As for Technics being the best value out there, I suppose they could be, however, that might depend on you getting a good example. Some have received examples with warped platters, like in this video:

https://youtu.be/TmpsJ3009CE

I can tell you the warp in that vid is far worse than what I had with a Pioneer PLX1000. There are multiple reports of this problem around the web. And one guy went through at least two 1200Gs before he received one with a quiet platter bearing. So even the venerable Technics brand, with its much-lauded Japanese manufacturing, is not immune to QC problems. 

Now compare that platter runout/warp to that of a Brinkmann or Acoustic Signature and tell me the Technics still produces the better W&F spec - laughable.
I’m not on the Audiogon Forum much. I get a weekly email titled Weekly Recap which has some of the top discussions of the past week, I guess.

I was very intrigued by this thread because I’ve had a Bluenote Bellavista Signature turntable for about ten years now.

I’ve replaced the U3 tonearm with a suped-up Rega RB300. Incognito wiring, Pete Riggle VTA on-the-fly adjustment and Michell counter weight.
Don’t think I can live without the on-the-fly Vta anymore. I found the unipivot a little to squirrely for me.

I recently had to replace the motor because the original crapped out. Luckily Goldnote (which Bluenote is now) had one left in their old inventory. I also got an original belt which is essentially a giant O-ring.

Anyhow, I noticed that it runs pretty much right on at 331/3 rpm but when I go to 45 rpm it runs fast. I’ve tried everything to get it to run correct at both speeds. The Bluenote uses a hollow belt spindle with a threaded insert that can be screwed in or out for minor adjustments of speed (it makes the belt spindle bigger or smaller). My thought was that if it’s right on at 331/3 rpm then when I move the belt to the 45 rpm spindle groove it should be right on or close without having to make a speed adjustment to the spindle insert.

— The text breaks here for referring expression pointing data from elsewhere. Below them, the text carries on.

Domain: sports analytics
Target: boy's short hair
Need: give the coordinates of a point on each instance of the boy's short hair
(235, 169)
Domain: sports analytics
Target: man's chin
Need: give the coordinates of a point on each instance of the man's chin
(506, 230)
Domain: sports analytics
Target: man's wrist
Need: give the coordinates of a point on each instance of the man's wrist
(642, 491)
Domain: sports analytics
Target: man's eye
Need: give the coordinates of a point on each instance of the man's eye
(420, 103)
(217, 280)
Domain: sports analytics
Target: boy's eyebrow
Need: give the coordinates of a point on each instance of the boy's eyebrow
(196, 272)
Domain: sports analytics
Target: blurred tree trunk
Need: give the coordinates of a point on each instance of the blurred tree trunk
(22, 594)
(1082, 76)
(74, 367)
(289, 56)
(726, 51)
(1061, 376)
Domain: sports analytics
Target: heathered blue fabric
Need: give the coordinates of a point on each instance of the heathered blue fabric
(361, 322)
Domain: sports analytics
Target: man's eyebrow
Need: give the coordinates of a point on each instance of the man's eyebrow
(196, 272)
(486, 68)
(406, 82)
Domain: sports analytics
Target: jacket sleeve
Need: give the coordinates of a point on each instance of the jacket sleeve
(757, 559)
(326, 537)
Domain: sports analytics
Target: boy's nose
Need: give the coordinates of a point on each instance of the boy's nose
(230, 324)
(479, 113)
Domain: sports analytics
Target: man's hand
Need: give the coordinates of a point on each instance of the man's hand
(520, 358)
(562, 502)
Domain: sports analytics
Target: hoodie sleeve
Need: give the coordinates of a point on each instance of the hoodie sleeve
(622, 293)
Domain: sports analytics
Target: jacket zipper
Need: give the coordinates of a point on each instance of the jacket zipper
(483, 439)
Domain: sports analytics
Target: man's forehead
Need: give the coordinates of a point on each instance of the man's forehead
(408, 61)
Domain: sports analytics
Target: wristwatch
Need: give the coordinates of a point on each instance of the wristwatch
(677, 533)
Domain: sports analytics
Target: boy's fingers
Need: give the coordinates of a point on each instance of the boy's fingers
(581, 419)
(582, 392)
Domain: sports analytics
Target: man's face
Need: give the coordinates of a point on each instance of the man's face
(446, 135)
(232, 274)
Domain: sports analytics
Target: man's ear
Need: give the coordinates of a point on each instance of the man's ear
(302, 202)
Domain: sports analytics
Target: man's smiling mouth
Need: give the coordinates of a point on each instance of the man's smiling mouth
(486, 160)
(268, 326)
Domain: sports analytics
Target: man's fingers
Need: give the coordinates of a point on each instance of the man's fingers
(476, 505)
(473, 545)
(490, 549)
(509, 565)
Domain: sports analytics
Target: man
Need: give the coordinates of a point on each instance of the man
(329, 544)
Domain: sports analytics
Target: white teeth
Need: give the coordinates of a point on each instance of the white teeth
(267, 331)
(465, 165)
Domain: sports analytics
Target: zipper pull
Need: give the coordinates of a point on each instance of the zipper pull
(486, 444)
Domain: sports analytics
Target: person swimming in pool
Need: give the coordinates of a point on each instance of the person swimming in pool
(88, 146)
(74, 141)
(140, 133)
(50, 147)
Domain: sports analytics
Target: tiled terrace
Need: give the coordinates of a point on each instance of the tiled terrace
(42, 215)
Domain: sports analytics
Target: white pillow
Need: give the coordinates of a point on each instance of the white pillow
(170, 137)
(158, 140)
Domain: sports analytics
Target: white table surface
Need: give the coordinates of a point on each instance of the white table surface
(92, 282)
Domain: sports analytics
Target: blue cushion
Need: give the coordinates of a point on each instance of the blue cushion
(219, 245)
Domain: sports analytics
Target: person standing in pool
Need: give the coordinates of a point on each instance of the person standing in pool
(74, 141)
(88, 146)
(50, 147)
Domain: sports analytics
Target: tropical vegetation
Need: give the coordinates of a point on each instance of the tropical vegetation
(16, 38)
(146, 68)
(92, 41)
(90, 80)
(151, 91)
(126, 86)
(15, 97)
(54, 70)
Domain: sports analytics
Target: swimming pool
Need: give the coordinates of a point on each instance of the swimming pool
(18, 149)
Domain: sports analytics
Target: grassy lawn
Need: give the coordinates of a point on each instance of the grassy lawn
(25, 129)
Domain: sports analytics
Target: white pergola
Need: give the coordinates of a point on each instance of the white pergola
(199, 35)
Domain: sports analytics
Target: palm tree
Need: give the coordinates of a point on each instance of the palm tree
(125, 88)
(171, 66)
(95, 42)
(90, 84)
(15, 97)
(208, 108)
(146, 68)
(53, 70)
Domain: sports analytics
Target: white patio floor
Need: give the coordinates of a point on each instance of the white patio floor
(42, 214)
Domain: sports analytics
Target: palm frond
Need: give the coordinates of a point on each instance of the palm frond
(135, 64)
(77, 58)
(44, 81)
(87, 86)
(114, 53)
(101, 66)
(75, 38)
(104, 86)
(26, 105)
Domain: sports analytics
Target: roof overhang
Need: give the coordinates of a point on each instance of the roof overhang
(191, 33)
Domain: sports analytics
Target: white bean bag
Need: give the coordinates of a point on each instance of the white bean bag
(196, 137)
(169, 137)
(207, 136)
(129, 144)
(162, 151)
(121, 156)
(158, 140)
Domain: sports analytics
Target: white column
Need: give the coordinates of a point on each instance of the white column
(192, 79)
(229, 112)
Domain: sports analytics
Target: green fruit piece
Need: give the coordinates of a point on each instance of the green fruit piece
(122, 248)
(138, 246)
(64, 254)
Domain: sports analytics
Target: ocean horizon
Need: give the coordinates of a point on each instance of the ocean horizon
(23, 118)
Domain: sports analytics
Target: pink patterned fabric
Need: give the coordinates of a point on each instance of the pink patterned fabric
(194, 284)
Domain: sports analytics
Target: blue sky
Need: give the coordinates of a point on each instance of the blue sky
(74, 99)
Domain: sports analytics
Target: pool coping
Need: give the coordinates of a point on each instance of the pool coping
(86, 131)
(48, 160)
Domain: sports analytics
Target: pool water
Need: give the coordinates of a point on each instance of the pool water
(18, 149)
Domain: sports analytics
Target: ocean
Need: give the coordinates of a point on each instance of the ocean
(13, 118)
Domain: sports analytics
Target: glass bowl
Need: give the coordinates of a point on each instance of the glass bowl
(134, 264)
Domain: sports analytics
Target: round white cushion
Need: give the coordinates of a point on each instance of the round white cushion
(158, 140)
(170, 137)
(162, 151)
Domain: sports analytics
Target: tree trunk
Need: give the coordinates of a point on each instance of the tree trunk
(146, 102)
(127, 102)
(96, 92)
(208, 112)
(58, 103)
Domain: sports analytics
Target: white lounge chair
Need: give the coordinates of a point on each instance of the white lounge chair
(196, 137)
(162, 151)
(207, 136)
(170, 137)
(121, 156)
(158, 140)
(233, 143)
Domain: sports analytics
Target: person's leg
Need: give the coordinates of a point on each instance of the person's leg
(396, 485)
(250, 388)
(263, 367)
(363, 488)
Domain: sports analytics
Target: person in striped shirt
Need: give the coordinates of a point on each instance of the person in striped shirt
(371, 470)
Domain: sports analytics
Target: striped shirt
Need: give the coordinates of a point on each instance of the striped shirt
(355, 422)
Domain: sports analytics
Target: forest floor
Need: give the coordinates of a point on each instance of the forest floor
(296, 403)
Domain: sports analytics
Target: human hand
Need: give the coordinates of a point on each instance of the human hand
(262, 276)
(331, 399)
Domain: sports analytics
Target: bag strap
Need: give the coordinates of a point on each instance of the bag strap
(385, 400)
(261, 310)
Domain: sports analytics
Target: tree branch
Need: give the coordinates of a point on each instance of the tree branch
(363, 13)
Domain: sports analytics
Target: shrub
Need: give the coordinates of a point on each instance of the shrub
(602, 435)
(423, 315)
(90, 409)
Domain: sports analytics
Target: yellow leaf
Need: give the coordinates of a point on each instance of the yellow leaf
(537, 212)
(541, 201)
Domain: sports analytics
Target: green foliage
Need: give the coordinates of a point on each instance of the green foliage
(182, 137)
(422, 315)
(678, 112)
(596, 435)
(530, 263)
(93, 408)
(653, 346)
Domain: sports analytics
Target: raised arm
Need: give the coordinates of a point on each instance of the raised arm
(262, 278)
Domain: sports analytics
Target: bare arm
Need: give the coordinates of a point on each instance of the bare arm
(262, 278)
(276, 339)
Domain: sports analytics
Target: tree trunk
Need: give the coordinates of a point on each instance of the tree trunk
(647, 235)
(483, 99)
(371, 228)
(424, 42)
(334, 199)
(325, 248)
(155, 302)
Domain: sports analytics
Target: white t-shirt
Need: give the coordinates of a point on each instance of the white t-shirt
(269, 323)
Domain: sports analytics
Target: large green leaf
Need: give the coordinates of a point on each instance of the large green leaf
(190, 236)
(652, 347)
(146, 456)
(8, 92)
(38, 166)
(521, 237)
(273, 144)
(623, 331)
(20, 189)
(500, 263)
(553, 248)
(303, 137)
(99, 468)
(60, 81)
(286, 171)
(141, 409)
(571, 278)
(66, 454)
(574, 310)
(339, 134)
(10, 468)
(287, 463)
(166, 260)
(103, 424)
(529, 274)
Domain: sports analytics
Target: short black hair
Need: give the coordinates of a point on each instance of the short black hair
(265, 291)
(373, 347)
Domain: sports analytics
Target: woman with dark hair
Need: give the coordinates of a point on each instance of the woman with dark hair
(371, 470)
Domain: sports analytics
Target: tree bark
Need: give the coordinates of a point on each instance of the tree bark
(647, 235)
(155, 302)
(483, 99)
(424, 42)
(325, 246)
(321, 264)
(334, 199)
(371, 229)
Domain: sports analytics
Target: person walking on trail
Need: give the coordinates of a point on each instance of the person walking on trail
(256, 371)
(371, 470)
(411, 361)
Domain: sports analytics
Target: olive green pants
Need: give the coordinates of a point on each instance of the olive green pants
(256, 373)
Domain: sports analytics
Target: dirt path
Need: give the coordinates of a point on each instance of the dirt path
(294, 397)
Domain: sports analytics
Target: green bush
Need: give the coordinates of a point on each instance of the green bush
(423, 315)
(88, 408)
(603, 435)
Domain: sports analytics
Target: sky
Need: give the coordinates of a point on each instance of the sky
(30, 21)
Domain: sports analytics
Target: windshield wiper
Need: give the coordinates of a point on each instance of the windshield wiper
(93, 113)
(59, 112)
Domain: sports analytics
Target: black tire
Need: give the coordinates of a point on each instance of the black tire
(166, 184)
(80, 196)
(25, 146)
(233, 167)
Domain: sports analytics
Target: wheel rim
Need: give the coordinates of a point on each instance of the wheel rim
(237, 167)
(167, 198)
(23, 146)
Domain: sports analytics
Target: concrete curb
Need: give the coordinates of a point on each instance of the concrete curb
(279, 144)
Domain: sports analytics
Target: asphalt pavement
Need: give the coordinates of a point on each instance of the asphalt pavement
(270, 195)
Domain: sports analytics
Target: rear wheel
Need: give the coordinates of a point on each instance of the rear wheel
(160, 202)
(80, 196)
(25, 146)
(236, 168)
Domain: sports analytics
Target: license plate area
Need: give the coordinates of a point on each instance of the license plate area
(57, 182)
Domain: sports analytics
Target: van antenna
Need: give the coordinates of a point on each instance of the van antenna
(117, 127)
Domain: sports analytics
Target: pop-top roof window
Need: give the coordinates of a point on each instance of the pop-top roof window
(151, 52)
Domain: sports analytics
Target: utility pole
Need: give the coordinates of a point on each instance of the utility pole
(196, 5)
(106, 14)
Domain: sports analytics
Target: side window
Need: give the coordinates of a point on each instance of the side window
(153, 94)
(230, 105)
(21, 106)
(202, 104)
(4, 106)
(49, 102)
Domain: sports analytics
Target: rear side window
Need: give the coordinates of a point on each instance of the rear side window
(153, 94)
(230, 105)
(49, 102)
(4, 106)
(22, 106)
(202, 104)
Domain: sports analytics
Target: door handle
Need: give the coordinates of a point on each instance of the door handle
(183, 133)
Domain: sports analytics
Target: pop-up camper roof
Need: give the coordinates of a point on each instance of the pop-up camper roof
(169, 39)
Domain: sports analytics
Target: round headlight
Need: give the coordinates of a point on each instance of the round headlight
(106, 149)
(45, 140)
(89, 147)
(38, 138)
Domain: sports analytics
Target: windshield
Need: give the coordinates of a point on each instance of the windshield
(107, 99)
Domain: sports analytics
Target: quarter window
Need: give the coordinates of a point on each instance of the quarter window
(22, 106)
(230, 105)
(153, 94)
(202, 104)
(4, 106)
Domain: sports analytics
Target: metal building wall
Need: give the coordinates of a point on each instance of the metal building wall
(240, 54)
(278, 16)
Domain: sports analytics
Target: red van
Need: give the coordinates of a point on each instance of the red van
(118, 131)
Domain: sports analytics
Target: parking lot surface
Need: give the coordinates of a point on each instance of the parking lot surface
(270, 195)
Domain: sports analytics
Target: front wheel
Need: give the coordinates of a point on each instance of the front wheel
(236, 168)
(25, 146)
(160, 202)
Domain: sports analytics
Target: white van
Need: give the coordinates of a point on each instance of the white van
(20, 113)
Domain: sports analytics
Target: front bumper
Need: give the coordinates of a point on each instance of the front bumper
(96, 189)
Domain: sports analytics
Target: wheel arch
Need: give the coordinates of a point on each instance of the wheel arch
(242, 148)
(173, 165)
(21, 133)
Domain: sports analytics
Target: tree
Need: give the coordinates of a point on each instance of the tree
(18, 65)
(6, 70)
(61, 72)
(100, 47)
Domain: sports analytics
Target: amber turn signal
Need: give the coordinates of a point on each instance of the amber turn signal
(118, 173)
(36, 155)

It doesn’t and won’t, even if I try to adjust the speed using the spindle insert.

I hope I explained that well enough to understand because a lot of folks are not familiar with this turntable.

Because of this problem and not being able to rectify it I’ve been thinking about a new turntable and I’ve been a little drawn to the Technics because at this point I just want something that RUNS AT THE CORRECT SPEED.

It bothers me to no end that I know the speed is off. Even at 33 1/3 sustained piano notes sound like they’re slightly out of tune (maybe that’s just my imagination?). 45 rpm just doesn’t sound right at all (definitely not my imagination).

I’ve been wavering back and forth on which way to go.

A belt drive with speed controller or just an all-in-one DD such as the Technics.

Remember, it has to have on-the-fly/easy VTA adjustment.

Thanks in advance, Nick.

P.s. I won’t jump on anyone for their suggestions even if they’re a so-called "fan-boy". Not that there’s anything wrong with that. :-)
There are many belt-drive tables out there with adjustable speed that will stay locked at the set RPM. A few that come immediately to mind: Rega P8, Acoustic Signature Wow XL (and every model above), and the Gem Dandy Polytable Super12. These are just a few of the more affordable ones. Once you get into Palmer/SME/AMG territory, nearly all have adjustable pitch with some type of speed lock. You invest in a KAB SpeedStrobe and you’re good to go. My table has adjuatable pitch in 0.1% increments and according to the SpeedStrobe, it holds speed within 0.03% of perfect. The controller keeps it stored in the memory so it need not be adjusted again unless I adjust cartridge setup.

Now keep in mind that speed accuracy is a moving target, because not all laquers are cut at a perfect 33.3 or 45. From what I’ve researched, few are cut at a speed any more accurate than that of a budget turntable.